As Narendra Modi comes back as Prime Minister a third time, the conversations and questions are centred not around him, but two partners in the National Democratic Alliance (NDA). Telugu Desam Party’s (TDP) Chandrababu Naidu and Janata Dal-United’s (JDU) Nitish Kumar have headlined the news ever since the results came out on June 4.
With no simple majority for Bharatiya Janata Party (BJP), Modi’s third term is dependent on the numbers brought in by the leaders from Andhra Pradesh and Bihar. Many reports claim that the allies may ask for the Speaker’s post, though both have denied it for now. For those used to the last decade’s parliamentary activities, the demand didn’t quite make sense – why would an NDA ally with so much bargaining power lay emphasis on the Speaker post?
The answer lies in the anti-defection law prescribed in the 10th Schedule of the Constitution, introduced through the 52nd Amendment in 1985. A legislator who voluntarily gives up the membership of their political party or votes against the instructions of their party is liable for disqualification. But the 10th Schedule shields legislators from disqualification if two-thirds of a party’s MPs or MLAs in an elected house ‘merge’ with another party. In such a scenario, it is the Speaker’s discretion that decides whether or not to disqualify the legislators.

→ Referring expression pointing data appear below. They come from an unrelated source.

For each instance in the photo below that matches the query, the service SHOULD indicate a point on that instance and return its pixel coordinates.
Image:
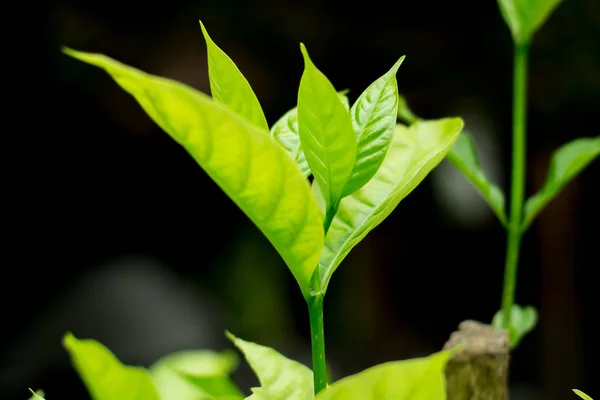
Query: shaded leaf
(525, 17)
(522, 321)
(195, 375)
(285, 131)
(415, 379)
(413, 153)
(280, 378)
(37, 395)
(374, 120)
(326, 134)
(249, 166)
(229, 86)
(582, 395)
(565, 163)
(103, 374)
(464, 157)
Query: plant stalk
(317, 339)
(517, 179)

The most recent example for this took place in Maharashtra in January 2024 when Speaker Rahul Narwekar ascribed the Chief Minister Eknath Shinde-led faction the status of the ‘real’ Shiv Sena party. A faction of MLAs led by Shinde had turned against then chief minister Uddhav Thackeray in June 2022. The matter was taken to the Supreme Court, but in February 2023, the SC observed that the Speaker is the deciding authority as per the anti-defection law.

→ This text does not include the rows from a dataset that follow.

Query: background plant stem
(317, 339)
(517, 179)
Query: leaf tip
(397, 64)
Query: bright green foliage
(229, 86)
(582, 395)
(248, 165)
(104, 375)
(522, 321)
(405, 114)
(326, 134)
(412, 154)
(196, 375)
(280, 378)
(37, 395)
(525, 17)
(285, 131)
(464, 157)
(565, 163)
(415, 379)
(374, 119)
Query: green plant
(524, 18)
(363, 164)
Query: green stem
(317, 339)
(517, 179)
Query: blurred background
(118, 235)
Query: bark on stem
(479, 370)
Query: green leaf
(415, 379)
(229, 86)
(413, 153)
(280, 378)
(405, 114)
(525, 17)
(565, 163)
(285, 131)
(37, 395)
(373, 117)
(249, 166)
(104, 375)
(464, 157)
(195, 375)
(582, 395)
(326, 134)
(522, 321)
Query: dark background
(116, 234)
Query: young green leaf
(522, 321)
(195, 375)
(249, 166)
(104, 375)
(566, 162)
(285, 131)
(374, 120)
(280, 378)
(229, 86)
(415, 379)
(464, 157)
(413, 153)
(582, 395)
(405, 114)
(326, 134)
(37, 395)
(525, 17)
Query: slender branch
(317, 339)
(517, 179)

Chakshu Roy, head of civic and legislative research engagements at PRS Legislative Research, said, “Primarily, the position of the Indian speaker is a contradiction. It is one of the most prestigious posts at the heart of our legislation making body, the Lok Sabha. Speakers are supposed to be non-partisan, but they are also members of a political party and depend on it for the continuity of their political careers. The constitutional powers vested in them under the anti-defection law also gives them the ability to make and break governments. These contradictions put the Speaker under tremendous pressure.”

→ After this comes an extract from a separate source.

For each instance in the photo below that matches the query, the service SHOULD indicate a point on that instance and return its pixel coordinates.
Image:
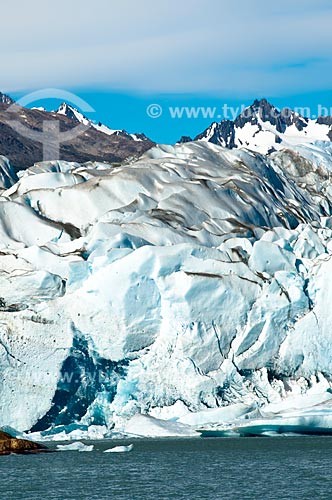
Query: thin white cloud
(168, 46)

The lack of partisanship in the Lok Sabha Speaker has often been a point of contention. GMC Balayogi (the 12th and 13th Lok Sabha speaker) had chaired several Parliamentary committees and his ties to TDP supremo Chandrababu Naidu were well known. Despite the non-partisan nature of the post, Balayogi was very much a TDP leader, keen on protecting his party’s interests.
In fact, the sentiment was outright vocalised nearly 10 years ago by Rashtriya Janata Dal (RJD) leader Tejashwi Yadav when he was asked about his Mahagathbandhan (grand alliance) commitment with Nitish’s JDU.
“If we really wanted to arm-twist the government for more power, we would have asked for the Speaker post,” Yadav had said.